In memoriam
Wir trauern um unsere Theodor Heuss Preisträgerin 2007, Rita Süssmuth (1937-2026)
Bundestagspräsidentin a.D. Prof. Dr. Rita Süssmuth war eine Frau, die sich mit der ganzen Kraft ihrer Persönlichkeit der Aufgabe verschrieben hatte, auch gegen Widerstände immer wieder für die Rechte der Bürger und Bürgerinnen, der Minderheiten und der von Ausgrenzung Betroffenen zu kämpfen, das friedliche Zusammenleben der Menschen in gegenseitigem Respekt zu fördern, einen gerechten Ausgleich der Interessen zu fordern und damit zur Zukunftsfähigkeit unserer demokratischen Kultur beizutragen.
Integration im weitesten Sinn war für Rita Süssmuth zum Lebensthema geworden. Über die Familien-, Frauen-, Gesundheits- und Bildungspolitik kam sie zur Zuwanderungspolitik und war auf diesem Gebiet sowohl in Deutschland als auch international eine anerkannte und geachtete Expertin. Ihre Lebenshaltung war durch Zivilcourage und Bürgerengagement geprägt.

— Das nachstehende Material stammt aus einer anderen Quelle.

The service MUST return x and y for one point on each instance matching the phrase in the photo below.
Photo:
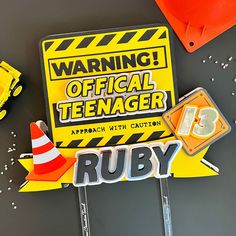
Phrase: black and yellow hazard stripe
(59, 45)
(114, 140)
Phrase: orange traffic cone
(49, 164)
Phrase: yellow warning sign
(110, 87)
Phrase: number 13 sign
(196, 121)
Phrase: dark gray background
(201, 206)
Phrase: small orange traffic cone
(49, 164)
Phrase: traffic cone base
(54, 175)
(49, 164)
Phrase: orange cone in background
(196, 22)
(49, 164)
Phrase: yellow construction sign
(110, 87)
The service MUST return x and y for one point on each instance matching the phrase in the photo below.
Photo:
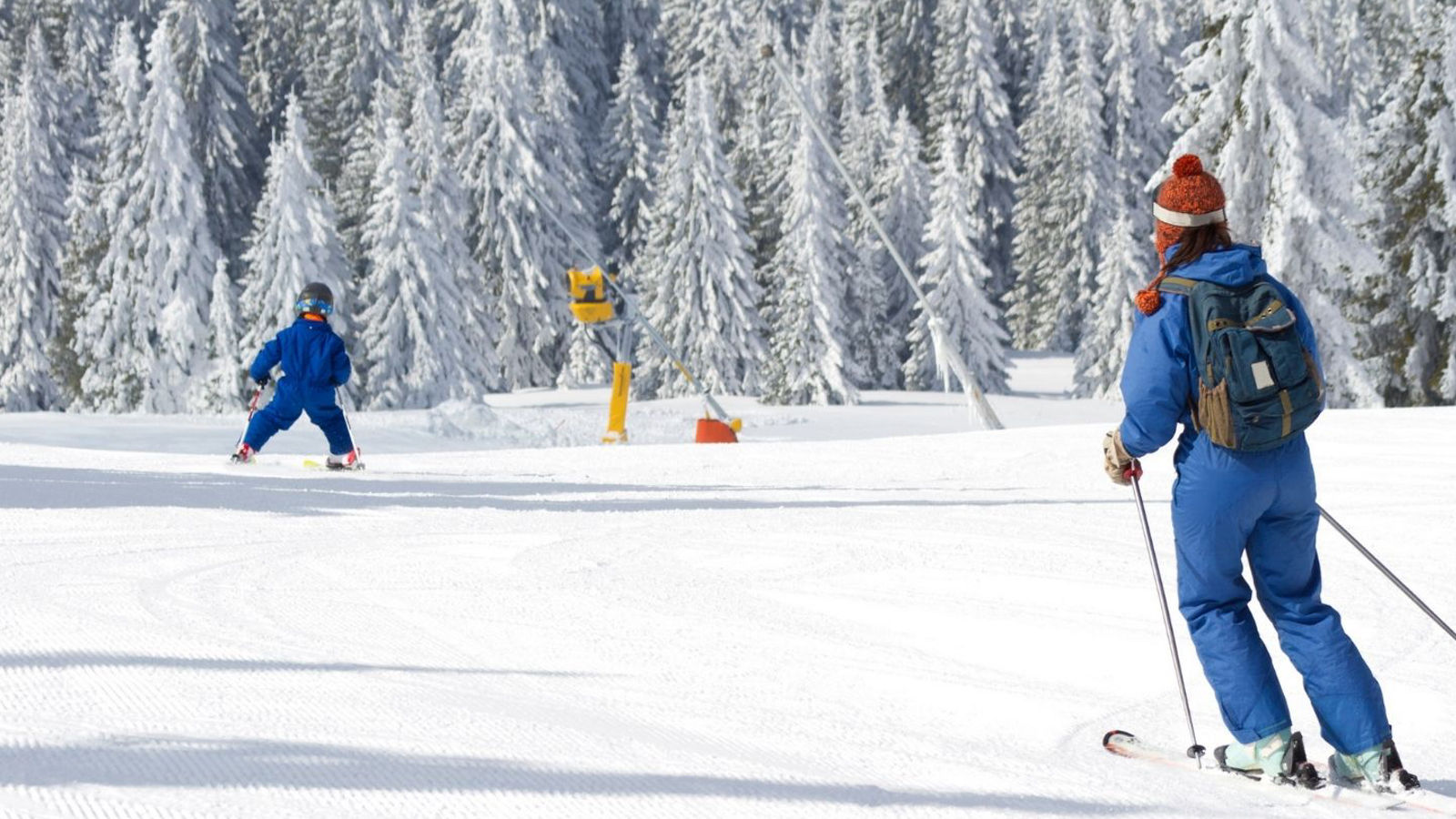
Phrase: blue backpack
(1259, 385)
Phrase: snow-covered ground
(856, 612)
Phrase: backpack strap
(1177, 285)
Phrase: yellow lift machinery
(599, 299)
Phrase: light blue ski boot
(1279, 758)
(1378, 767)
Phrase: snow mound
(466, 420)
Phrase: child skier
(1245, 487)
(315, 363)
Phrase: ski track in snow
(934, 625)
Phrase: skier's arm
(1155, 380)
(267, 359)
(1303, 325)
(342, 369)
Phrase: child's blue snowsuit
(1232, 503)
(313, 365)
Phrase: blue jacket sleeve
(341, 366)
(1157, 380)
(267, 359)
(1305, 327)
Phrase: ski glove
(1116, 460)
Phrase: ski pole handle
(1133, 471)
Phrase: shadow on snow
(251, 763)
(53, 489)
(48, 661)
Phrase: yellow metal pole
(621, 389)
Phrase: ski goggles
(313, 307)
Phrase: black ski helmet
(317, 298)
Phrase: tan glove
(1116, 460)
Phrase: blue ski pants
(284, 410)
(1229, 504)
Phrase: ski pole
(252, 409)
(1135, 472)
(1387, 571)
(347, 424)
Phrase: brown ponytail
(1193, 244)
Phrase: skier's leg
(1215, 509)
(278, 416)
(328, 417)
(1286, 574)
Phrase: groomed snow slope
(938, 625)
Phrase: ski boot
(1279, 756)
(351, 460)
(1380, 767)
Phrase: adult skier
(315, 363)
(1228, 351)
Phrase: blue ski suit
(313, 365)
(1229, 504)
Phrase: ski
(1127, 745)
(356, 467)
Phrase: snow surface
(846, 615)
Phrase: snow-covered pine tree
(354, 188)
(703, 296)
(178, 254)
(1446, 307)
(357, 51)
(87, 43)
(635, 145)
(33, 232)
(638, 22)
(226, 373)
(274, 55)
(412, 329)
(523, 249)
(295, 239)
(970, 95)
(902, 196)
(865, 137)
(1412, 189)
(907, 33)
(1251, 104)
(1060, 216)
(1139, 77)
(562, 152)
(759, 152)
(574, 34)
(223, 126)
(956, 278)
(808, 351)
(444, 207)
(99, 285)
(705, 40)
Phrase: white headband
(1187, 219)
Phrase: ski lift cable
(945, 350)
(633, 312)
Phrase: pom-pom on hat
(1191, 197)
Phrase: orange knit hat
(1188, 198)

Seit ihrer Ernennung zur Bundesministerin mit Zuständigkeit für Jugend, Familie, Gesundheit und später auch Frauen, als langjährige Präsidentin des Deutschen Bundestages, als CDU-Politikerin und Vizevorsitzende des Zentralkomitees der deutschen Katholiken und des Familienbundes der Deutschen Katholiken, als Vorsitzende der Unabhängigen Kommission »Zuwanderung« und Vorsitzende des Sachverständigenrats für Zuwanderung und Integration, als Ehrenvorsitzende der Deutschen AIDS-Stiftung, als Leiterin von Wahlbeobachtungen der OSZE und als Mitglied und Ehrenmitglied einer großen Anzahl von deutschen und internationalen Stiftungen, Fachgremien, Kommissionen, Hochschulen und anderen Bildungseinrichtungen engagierte sie sich unablässig für eine Vielzahl von politisch und gesellschaftlich sensiblen, umstrittenen und auch tabuisierten Themen, bei denen sie immer auf die Wahrnehmung der realen Lebensverhältnisse, auf die Anerkennung der legitimen Interessen von Menschen und gesellschaftlichen Gruppen und auf die Suche nach integrierenden Lösungsansätzen drängte. Dabei war sie offen für den Blick auf die Möglichkeiten, die jenseits der engen Grenzen eines fest gefügten Weltbildes liegen. Auch noch so heftige Widerstände, auf die sie auch in der eigenen Partei immer wieder stieß, und die manchmal zu Niederlagen in der Sache führten, konnten sie nicht entmutigen, ihren Weg weiter zu gehen.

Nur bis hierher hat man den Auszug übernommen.